I was probably hasty (read-LAZY) in my initial assessment. There's something to this Character Journal/Exercise thing, and I'm jumping into the deep end. I've started a list of websites that have writing exercises and/or journaling prompts that I can use...
- Writer's Digest has prompts for every day of the year.
- Bella-Online has a page of links to prompts.
- There's actually a website called Creative Writing Prompts.
- And there's a site called Journal Writing Prompts.
These are just a few of the hundreds of websites that have prompts. While I like the idea of prompts, I'm not going to overlook the obvious ideas
- asking what if?
- pulling one, two or three words at random out of a dictionary, thesaurus, textbook, etc.
- using a line from a poem or song
- using a first line, last line or random line of text from a book
- using a quote
- using a headline from a newspaper or magazine
- using a title
- using a question from The Book of Questions
These are just off the top of my head. I'm sure there are many other sources that I'm not thinking of right now.
Will I post my character's journals? No. I tend to do a lot of free-writing in the early part of my story writing. I know that no one else is going to see it, so I'm free to go anywhere I want to go in the writing. I might start sensoring myself if I start posting character journals. I will DEFINITELY post the prompts I've used that day. Someone else might find them useful.
Wednesday, December 13, 2006
She spoke about the secret lives of books, how besides the story inside the cover many books have a life and journey of their own. We never know who we are going to touch with our writing.
Hey! Stop laughing at me. I know that I write speculative fiction, I write romantic fiction, I write erotic fiction, and most times ALL of those elements are in the same "work in progress". That doesn't mean that my work can't touch someone. (Hey get your mind out of the gutter, I didn't mean touch someone that way! Geez, try and be serious for a moment...)

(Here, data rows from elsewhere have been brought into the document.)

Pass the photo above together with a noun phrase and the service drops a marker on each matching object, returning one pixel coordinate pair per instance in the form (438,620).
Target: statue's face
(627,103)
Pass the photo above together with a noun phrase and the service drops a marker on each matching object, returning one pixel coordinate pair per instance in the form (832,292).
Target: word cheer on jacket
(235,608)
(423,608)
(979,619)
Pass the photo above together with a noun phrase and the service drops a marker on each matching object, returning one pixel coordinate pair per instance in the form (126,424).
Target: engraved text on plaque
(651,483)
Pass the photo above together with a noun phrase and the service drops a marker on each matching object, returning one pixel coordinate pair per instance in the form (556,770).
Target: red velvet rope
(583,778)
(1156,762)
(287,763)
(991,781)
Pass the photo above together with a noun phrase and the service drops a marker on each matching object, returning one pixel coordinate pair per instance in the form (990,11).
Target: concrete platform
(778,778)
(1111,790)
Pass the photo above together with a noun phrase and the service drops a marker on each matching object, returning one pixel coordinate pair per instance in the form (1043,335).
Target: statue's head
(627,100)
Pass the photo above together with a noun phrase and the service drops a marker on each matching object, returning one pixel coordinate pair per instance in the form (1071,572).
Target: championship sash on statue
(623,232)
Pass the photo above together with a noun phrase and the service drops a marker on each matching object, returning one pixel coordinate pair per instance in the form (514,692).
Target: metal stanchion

Anyway, she asked what books we thought might have secret lives. There are sooo many possibilities answers to that question. My answer was The Martian Chronicles by Ray Bradbury.
It's one of those books that made my mind start wandering and that eventually led me to writing.
AND THAT makes me wonder what books other people think have secret lives and what books have made people stop and wonder, think or ask what if?